O mundo inclinou. Era um pesadelo. Tinha que ser. Rasguei o envelope, meus olhos percorrendo o laudo, procurando por um erro, um erro de digitação, qualquer coisa que contradissesse a verdade horrível. Mas estava lá, claro e inegável.

"Não", sussurrei, minha voz falhando.

Levantei-me do banco, a dor no estômago agora uma pontada surda em comparação com a agonia em meu peito. Corri para outro médico, um especialista cujo nome eu tinha ouvido. Implorei por um novo exame, uma segunda opinião. Ele concordou, seus olhos cheios de uma pena que eu não suportava.

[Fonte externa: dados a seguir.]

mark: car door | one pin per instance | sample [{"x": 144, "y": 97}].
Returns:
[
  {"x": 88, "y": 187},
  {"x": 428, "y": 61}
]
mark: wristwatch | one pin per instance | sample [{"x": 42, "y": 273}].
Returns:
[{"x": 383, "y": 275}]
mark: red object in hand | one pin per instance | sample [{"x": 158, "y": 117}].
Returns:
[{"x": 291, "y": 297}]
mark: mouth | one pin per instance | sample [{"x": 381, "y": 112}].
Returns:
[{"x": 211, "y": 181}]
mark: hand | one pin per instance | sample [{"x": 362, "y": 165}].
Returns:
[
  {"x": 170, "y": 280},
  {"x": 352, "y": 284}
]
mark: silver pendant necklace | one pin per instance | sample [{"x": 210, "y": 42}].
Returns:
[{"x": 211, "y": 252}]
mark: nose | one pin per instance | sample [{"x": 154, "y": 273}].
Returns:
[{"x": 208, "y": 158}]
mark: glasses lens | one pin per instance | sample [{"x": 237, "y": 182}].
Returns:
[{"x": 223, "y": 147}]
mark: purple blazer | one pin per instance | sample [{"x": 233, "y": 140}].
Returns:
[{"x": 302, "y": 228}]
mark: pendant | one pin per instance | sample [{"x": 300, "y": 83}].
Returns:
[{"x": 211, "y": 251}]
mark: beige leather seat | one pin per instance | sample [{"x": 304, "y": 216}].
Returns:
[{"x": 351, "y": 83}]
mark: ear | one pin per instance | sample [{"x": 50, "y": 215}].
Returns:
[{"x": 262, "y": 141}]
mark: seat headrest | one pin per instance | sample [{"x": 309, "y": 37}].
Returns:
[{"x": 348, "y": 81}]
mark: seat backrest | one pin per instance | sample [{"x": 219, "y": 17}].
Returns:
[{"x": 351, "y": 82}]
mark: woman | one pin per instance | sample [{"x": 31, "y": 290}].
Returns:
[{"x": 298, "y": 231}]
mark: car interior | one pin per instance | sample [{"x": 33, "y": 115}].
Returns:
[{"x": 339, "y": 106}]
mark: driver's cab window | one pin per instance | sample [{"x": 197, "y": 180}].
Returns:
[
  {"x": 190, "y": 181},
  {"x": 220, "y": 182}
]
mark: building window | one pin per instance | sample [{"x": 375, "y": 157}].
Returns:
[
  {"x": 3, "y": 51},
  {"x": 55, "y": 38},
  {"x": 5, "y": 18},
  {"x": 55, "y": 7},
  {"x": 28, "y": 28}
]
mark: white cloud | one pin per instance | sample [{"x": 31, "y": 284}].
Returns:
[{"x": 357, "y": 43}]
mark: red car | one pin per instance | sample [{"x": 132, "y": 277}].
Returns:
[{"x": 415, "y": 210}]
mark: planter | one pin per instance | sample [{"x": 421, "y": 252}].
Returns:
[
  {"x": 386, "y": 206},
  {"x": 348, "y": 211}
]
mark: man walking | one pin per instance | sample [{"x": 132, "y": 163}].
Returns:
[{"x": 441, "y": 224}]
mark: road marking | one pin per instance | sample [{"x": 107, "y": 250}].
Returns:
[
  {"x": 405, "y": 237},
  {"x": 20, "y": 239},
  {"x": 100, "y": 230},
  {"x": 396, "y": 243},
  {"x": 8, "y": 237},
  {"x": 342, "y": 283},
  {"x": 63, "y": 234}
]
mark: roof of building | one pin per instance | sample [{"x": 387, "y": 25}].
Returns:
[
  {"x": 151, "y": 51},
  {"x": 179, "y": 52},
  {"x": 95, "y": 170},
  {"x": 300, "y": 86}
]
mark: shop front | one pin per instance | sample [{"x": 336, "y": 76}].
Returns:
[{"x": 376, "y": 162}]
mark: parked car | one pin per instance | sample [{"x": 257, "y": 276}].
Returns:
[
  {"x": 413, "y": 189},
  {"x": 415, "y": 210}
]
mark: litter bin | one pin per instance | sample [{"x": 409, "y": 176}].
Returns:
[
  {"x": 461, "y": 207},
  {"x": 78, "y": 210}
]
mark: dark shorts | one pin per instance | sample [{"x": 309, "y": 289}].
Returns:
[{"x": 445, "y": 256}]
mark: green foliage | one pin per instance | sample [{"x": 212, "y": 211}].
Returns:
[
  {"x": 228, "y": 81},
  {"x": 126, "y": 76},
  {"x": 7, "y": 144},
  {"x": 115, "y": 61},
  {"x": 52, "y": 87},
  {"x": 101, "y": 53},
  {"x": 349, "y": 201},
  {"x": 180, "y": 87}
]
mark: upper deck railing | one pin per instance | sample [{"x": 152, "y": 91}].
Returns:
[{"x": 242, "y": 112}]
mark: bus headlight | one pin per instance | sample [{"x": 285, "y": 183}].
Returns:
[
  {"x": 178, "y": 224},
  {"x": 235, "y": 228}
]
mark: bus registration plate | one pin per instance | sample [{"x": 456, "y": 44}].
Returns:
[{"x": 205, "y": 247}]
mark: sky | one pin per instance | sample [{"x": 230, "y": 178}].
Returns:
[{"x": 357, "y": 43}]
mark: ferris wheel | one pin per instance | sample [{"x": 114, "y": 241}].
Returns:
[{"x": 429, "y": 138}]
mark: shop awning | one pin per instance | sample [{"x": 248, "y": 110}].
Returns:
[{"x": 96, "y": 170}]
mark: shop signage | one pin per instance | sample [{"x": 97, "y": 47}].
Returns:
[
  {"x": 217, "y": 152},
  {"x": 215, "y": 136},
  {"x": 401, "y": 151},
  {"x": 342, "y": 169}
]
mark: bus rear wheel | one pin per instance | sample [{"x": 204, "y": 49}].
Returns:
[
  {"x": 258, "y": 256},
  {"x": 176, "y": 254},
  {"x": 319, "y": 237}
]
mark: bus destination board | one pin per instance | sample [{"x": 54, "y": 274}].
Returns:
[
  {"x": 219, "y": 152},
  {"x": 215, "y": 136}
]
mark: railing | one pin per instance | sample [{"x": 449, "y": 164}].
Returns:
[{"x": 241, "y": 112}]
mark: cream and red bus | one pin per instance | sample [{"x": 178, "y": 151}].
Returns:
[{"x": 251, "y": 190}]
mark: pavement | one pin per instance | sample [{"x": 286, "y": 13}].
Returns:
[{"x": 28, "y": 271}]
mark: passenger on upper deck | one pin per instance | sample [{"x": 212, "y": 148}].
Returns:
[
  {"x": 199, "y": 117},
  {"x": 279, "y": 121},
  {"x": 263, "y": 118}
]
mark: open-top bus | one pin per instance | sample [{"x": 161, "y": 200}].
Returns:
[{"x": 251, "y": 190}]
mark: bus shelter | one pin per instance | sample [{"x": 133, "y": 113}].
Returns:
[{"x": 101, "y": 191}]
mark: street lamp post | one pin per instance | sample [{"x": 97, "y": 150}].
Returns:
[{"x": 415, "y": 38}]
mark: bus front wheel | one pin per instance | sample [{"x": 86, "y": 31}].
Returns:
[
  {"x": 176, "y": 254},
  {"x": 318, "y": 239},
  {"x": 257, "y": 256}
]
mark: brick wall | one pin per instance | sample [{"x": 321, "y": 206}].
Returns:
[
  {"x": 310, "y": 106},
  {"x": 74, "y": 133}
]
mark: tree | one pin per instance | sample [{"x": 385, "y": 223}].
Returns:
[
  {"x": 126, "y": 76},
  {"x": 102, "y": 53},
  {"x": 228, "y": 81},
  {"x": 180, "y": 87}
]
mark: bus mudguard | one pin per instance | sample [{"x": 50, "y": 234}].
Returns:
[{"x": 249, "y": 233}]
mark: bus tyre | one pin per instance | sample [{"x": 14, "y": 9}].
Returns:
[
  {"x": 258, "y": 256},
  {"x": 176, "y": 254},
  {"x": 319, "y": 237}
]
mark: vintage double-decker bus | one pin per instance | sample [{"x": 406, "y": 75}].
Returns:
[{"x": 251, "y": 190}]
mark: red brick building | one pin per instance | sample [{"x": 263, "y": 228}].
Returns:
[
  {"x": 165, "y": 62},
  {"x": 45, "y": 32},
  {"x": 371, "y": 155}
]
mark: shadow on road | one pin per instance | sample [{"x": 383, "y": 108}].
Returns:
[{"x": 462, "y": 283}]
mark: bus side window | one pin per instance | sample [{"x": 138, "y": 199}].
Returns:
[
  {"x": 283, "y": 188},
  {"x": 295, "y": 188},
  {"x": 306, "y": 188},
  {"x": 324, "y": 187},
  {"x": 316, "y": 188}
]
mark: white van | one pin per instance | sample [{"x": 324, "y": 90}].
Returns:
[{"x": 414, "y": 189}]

Os resultados voltaram os mesmos. Uma doença terminal. Confirmado.

"Quanto... quanto tempo eu tenho?", perguntei, as palavras mal saindo como um sopro. Minha garganta estava apertada, meus olhos ardendo.

O especialista, um homem gentil de olhos suaves, ajoelhou-se diante de mim. Ele pegou minha mão, seu toque surpreendentemente quente. "Faremos tudo o que pudermos, Helena. Não vamos desistir."

Suas palavras foram um bálsamo, mas não podiam apagar o fato frio e duro. Eu desmoronei, novas lágrimas escorrendo pelo meu rosto. "Tudo o que podem?", solucei, o som cru e quebrado. "É terminal. É... acabou."

Minha doença não estava apenas matando meu corpo; era uma metáfora cruel para o meu casamento, para tudo o que eu havia me apegado. Era um fracasso do qual eu não podia escapar, uma morte que eu não podia evitar. Assim como ele, estava me destruindo, lenta e dolorosamente.